Crosslinking is now performed regularly in the United States with a 95% success rate, defined as less than 2.00 D of maximum keratometry (Kmax) steepening over 1 year.⁴ The phase 3 FDA clinical trials concluded that uncorrected visual acuity, corrected visual acuity, and maximum K value all improved 1 year after treatment and that CXL has a good safety profile.

One study reported that 81.8% of eyes with keratoconus had stable topography and 50% of eyes with refractive ectasia had stable topography 10 years post-epi-off CXL. The study also stated, “The BCVA also was stable in 84.2% of the entire cohort, in 100% of the keratoconic eyes, and in 62.5% of the ectasia eyes.”⁶

Despite epi-off’s success, removing the epithelium leads to increased postoperative discomfort and transient reductions in acuity for several days.⁴ Bandage contact lenses are placed for comfort, and typically removed at the 1-week follow-up, when the epithelium is closed. Patients may experience worse vision immediately after the procedure and can expect to notice stabilization around 4 to 8 weeks. Complete visual recovery can take 3 to 6 months and tends to fluctuate during this time.

Epi-On Procedures

To combat postoperative pain, extended procedure time, and slower visual recovery, epithelial-on (epi-on) CXL procedures have begun to enter the conversation. Keeping the epithelium intact promotes a quicker recovery and reduces postoperative discomfort and complications, such as scarring and corneal haze.

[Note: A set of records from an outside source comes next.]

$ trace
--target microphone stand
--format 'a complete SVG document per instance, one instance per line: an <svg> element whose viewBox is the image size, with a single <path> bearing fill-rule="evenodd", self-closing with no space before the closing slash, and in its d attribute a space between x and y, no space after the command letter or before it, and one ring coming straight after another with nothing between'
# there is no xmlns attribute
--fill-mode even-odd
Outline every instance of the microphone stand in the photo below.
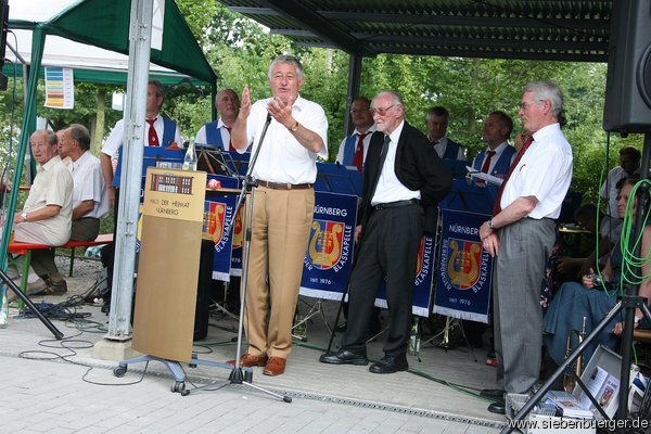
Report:
<svg viewBox="0 0 651 434"><path fill-rule="evenodd" d="M263 388L260 386L253 384L252 383L253 369L252 368L242 368L241 361L240 361L240 357L242 356L242 336L243 336L243 330L244 330L243 321L244 321L244 309L245 309L245 305L246 305L246 290L247 290L247 284L248 284L248 282L247 282L248 255L250 255L250 251L251 251L251 238L252 238L251 235L252 235L252 226L253 226L253 196L254 196L253 188L257 187L257 180L255 178L253 178L253 176L251 174L253 174L255 163L257 161L260 149L263 148L263 141L265 140L265 136L267 136L267 129L269 128L269 124L271 124L271 114L267 115L267 120L265 122L265 126L263 127L263 132L260 133L260 139L258 141L258 145L255 150L255 153L251 157L251 161L248 163L248 169L246 170L246 176L244 177L243 182L242 182L242 190L240 191L240 195L238 196L238 202L235 203L235 212L233 213L233 216L230 219L230 222L228 224L227 229L225 230L227 235L230 238L232 234L233 228L235 226L234 222L235 222L235 217L238 215L238 210L240 209L240 206L244 202L244 197L246 196L246 194L248 194L248 200L246 201L246 221L245 221L245 226L244 226L244 254L242 255L242 265L243 266L242 266L242 292L241 292L242 301L240 303L240 320L238 321L238 349L235 352L235 365L233 367L232 365L227 365L227 363L217 363L217 362L212 362L212 361L206 361L206 360L199 360L196 354L193 353L192 361L191 361L190 366L208 365L208 366L216 366L216 367L225 368L225 369L231 369L231 373L228 378L230 384L245 384L250 387L256 388L260 392L264 392L264 393L275 396L279 399L282 399L285 403L291 403L292 398L290 396L286 396L286 395L283 396L283 395L277 394L275 392L268 391L266 388ZM229 384L229 383L227 383L227 384ZM196 388L194 388L194 391L207 388L207 387L212 386L213 384L208 384L208 385L202 386L202 387L196 387ZM221 387L226 386L227 384L224 384ZM218 390L221 387L218 387ZM190 391L187 391L187 392L190 392Z"/></svg>
<svg viewBox="0 0 651 434"><path fill-rule="evenodd" d="M4 282L4 284L7 284L7 286L9 289L11 289L14 292L14 294L16 294L16 296L18 298L21 298L23 301L23 303L25 303L27 305L27 307L29 307L31 309L34 315L36 315L36 317L38 319L40 319L40 321L48 328L48 330L50 330L52 332L52 334L54 335L54 337L58 341L61 341L63 339L63 333L61 333L61 331L59 329L56 329L56 327L54 327L52 321L50 321L48 318L46 318L43 316L43 314L41 314L41 311L38 310L36 306L34 306L34 303L31 303L29 297L27 295L23 294L21 289L14 283L13 280L11 280L9 278L9 276L7 276L7 273L1 268L0 268L0 280L2 280ZM2 291L2 290L0 290L0 291ZM1 299L2 299L2 292L0 292L0 304L1 304Z"/></svg>

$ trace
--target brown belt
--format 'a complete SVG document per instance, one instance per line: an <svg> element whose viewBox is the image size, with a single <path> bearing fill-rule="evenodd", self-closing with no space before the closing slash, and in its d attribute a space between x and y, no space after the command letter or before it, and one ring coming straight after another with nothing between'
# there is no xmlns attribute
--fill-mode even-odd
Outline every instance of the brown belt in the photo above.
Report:
<svg viewBox="0 0 651 434"><path fill-rule="evenodd" d="M272 190L307 190L311 189L311 183L282 183L282 182L269 182L258 181L259 187L266 187Z"/></svg>

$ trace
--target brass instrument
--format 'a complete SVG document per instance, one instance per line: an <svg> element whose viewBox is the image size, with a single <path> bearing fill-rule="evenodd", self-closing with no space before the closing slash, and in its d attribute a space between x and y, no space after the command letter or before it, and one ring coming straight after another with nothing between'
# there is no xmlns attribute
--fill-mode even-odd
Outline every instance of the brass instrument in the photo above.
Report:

Numerous trials have detailed the alteration of riboflavin formulations to penetrate an intact epithelium and alter UVA delivery through accelerated and pulsed methods. Various methods for riboflavin absorption into the stroma while maintaining epithelial integrity include applying topical anesthetics, changing the concentration of riboflavin, increasing the application time of riboflavin, partial epithelial disruption, and iontophoresis. Due to the negative charge and hydrophilicity of riboflavin, iontophoresis could help move it through the hydrophobic corneal epithelium.

Recently, a phase 3 trial was conducted for Epioxa (Glaukos), an epi-on approach to crosslinking. This multicenter, randomized, placebo- and sham-controlled trial involved 312 eyes to evaluate the safety and efficacy of stabilizing Kmax in progressive keratoconus.⁷ Epioxa is a protocol designed for improved riboflavin corneal penetration, pulsed UVA irradiation with a shorter exposure time, and increased levels of oxygen supplementation. Significant efficacy was demonstrated with a Kmax treatment difference of -1.00 D (0.20 D flattening in the treatment group compared with 0.80 D steepening in the control group) from baseline to 12 months. Overall, the procedure showed good tolerance levels with no reports of systemic effects, changes in corneal endothelial cell counts, or serious adverse ocular side effects.⁷

COMPARE AND CONTRAST

For epi-on crosslinking to surpass epi-off, there needs to be a consistent protocol. Once this happens and the success rates and potential drawbacks are further explored, epi-on will be a great addition to stalling ectasia progression. The advantages to the epi-on approach with decreased pain, potential for reducing infection rates and scarring, and quicker visual recovery are hard to pass up for both patient and practitioner. The importance of efficacy cannot be overlooked, and that will be the largest hurdle for epi-on. Until further studies are completed to test the efficacy of epi-on, epi-off crosslinking will remain the gold standard.